Hollyburn Ridge is a plateau, two miles wide by five miles long, sparsely
wooded and with gentle rises, an ideal ski country.

The Club members start out from Vancouver in the late afternoon with a good two hours' hike before them, but the time passes quickly and before we know it we are at the Camp, three thousand feet above sea level. Some spend the evening dancing, a crowd gathers around the piano for dose harmony, while others fix their skis for an early morning run.

The girl members show keen interest in the sport, taking part in all cross-country runs, the more ambitious making long trips to Mount Strahan and Hollyburn Peak-true sportswomen all. The boys of the Club also have shown sportsmanship of the highest order.

"Winning with smiling face:
Losing with good grace."

In the crisp morning air, any time between March and June, you will see parties of from five to twenty boys and girls starting for Hollyburn Peak or Mount Strahan.

On the way to the Peak we first encounter the morning mists, these giving place to the bright sunlight which comes stealing through the trees. When we arrive at the Peak we find a wondrous beauty of sunlit snow hanging from the trees in sparkling crystals. We are now forty-eight hundred feet above sea level, with the Fraser River winding to the south, Howe Sound and Vancouver Island to the south-west, and majestic snow-clad peaks stretching as far as the eve can see to the north and north-east.

Dropping down fifteen hundred feet into the valley between Hollyburn Ridge and Mount Strahan we approach Strahan Meadows, an ideal spot for ski-ing, open and rolling country. Next we encounter more wooded areas, soon arriving at our destination--the top of Mount Strahan, a snow-clad plateau.

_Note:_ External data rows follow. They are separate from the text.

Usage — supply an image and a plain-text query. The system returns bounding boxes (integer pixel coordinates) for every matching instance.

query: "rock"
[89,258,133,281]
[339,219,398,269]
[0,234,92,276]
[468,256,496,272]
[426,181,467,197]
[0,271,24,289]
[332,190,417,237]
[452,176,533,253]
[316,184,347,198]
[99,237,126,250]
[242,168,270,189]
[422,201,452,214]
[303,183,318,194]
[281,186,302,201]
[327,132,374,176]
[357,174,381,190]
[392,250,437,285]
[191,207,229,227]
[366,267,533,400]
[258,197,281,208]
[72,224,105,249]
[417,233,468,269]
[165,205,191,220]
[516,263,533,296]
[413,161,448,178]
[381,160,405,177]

From here a magnificent view of Howe Sound with its many islands is obtained. We rest for a while, awed into silence by the grandeur of the scene. Then comes the return journey. Speeding with the flight of a bird we reach the valley between Mount Strahan and Hollyburn in about three minutes. From here we climb fifteen hundred feet to the plateau of Hollyburn, with a swift descent from there to the cabin.

Arriving safely at the cabin we put away our skis until the next week-end.

After enjoying a mug of Oscar Pearson's famous coffee we gather our belongings and light our bugs (old cans with holes punched in the bottoms in which we stick our candles), groups of which, like fireflies, are soon twinkling down the trail.

A short trip on the ferry takes us back to Vancouver and to the duties of everyday life, which we attack with fervor, feeling very fit after our healthy, invigorating week-end trip.